There were probably more learnings than that, but that's what comes to mind.

(EDIT: added final bullet point). (EDIT 2: added one more bullet)

2 comments

I originally wanted to use DMS but our DB failed the pre-migration assessment so that forced us to Logical Replication.

We also worked with Jesse. You are right he is amazingly helpful. Unfortunately we got some pretty questionable help from others before he was assigned to our support ticket but once that happened it was infinitely improved.

Ahhhh... well you might've dodged a bullet to be honest! If I were to do it all again, there's a good chance I might stick with the standard tools rather than DMS.

Thanks for the in depth article by the way, very well written!

Keep an eye on your AuroraStorageIO costs going forward, as we said, we halved our costs and increased performance by switching back to RDS and increasing the PIOPs available.

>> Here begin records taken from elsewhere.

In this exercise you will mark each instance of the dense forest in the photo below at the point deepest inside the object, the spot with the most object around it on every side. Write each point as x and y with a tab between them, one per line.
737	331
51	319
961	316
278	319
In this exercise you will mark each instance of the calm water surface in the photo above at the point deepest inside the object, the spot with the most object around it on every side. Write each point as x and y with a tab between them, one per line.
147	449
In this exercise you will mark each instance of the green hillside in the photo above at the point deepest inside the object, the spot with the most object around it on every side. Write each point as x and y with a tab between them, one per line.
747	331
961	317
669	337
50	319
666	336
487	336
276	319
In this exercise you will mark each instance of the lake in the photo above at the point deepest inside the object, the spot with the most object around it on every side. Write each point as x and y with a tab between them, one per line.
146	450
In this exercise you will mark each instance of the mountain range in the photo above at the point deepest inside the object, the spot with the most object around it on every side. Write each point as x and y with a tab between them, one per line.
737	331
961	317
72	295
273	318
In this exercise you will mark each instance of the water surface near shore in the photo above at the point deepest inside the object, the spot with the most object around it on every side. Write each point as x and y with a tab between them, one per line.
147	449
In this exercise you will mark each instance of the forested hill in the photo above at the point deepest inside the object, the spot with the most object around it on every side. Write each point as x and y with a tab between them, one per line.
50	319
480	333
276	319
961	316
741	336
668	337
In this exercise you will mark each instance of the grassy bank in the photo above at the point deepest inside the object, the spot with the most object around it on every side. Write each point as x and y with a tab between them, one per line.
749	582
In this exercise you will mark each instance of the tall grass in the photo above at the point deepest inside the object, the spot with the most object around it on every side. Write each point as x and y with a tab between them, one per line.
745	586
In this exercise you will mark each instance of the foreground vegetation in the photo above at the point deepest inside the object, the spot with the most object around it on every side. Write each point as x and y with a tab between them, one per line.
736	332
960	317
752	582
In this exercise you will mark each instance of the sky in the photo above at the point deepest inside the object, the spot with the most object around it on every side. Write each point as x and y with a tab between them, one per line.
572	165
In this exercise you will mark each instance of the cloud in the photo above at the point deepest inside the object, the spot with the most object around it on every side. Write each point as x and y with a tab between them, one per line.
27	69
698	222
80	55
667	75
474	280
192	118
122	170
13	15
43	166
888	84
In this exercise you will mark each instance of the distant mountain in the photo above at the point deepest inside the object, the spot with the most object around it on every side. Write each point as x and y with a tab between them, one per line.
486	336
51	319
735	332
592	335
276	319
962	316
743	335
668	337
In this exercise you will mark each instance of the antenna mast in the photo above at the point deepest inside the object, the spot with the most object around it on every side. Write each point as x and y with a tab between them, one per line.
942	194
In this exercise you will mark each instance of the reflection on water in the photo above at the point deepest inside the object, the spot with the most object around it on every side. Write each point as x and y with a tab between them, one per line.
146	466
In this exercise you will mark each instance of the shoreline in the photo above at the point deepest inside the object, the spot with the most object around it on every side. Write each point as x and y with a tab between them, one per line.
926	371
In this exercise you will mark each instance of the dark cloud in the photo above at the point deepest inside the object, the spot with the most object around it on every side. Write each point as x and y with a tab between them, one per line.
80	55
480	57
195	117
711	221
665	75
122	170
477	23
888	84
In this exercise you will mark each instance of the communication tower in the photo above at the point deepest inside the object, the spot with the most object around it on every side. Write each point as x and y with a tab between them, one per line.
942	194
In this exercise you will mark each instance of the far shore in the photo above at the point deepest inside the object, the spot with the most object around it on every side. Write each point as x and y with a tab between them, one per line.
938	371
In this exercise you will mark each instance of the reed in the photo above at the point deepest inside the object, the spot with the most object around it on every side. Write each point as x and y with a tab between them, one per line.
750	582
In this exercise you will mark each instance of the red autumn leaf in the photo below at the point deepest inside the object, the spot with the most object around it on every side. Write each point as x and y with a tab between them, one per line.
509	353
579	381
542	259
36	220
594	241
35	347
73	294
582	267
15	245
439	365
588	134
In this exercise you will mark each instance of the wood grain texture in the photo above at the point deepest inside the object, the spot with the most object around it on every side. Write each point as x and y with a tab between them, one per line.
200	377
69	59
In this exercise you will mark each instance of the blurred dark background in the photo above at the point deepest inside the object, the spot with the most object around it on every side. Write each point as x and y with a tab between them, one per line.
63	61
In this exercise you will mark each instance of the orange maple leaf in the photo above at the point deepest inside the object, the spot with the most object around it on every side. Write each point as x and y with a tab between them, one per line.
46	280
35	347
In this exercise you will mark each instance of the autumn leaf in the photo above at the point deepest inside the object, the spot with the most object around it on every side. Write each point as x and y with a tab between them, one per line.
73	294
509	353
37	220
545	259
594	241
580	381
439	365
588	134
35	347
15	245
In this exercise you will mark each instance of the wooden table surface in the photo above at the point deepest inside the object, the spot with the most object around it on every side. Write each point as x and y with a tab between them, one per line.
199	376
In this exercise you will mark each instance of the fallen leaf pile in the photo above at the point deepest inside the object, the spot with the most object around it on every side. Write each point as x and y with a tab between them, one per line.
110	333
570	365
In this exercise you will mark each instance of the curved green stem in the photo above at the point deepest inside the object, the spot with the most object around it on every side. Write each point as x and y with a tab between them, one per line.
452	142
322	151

I'm sure that'll be workload sensitive though, so YMMV. We did a bunch of benchmarking, and aurora seemed nice apart from this.

We must've lucked out, as we got Jesse at the start.

Fantastic comment, thank you so much. I've been following Aurora for a while but a little curious (and skeptical) about sharp edges vs vanilla PG. If I may ask you a follow-on question, who do you think Aurora would be the right fit for?
Hmmmm... That's a good question.

The performance was great, I can't complain about it, but the unpredictable (and high) price was the issue.

In terms of aurora I think it probably can scale better to much larger workloads. If we put the time in and dug in and optimised any queries that could touch a large number of blocks (we do well, but I'm sure there are queries that have some seq scans somewhere in our codebase) then the price wouldn't have been an issue, and we'd happily have stayed with it.

In addition, we have a single large master and one replica. with my understanding of aurora's architecture, and how the storage is separated from the "postgres" instance, it could possibly do a lot better with drastically different architectures with a lot of different smaller "postgres" instances. We didn't have time to investigate many other architectures and in the end moving to RDS felt safest (didn't want to spend too much time when we could be building core features)

Hope that answers your question! Some of the above is more an educated guess with a smattering of experience so please treat it as such.

On the other hand, vanilla postgres is very powerful, and you shouldn't underestimate how much you can win by cranking up the PIOPs for an RDS postgres instance.

Remember, always benchmark representative workloads.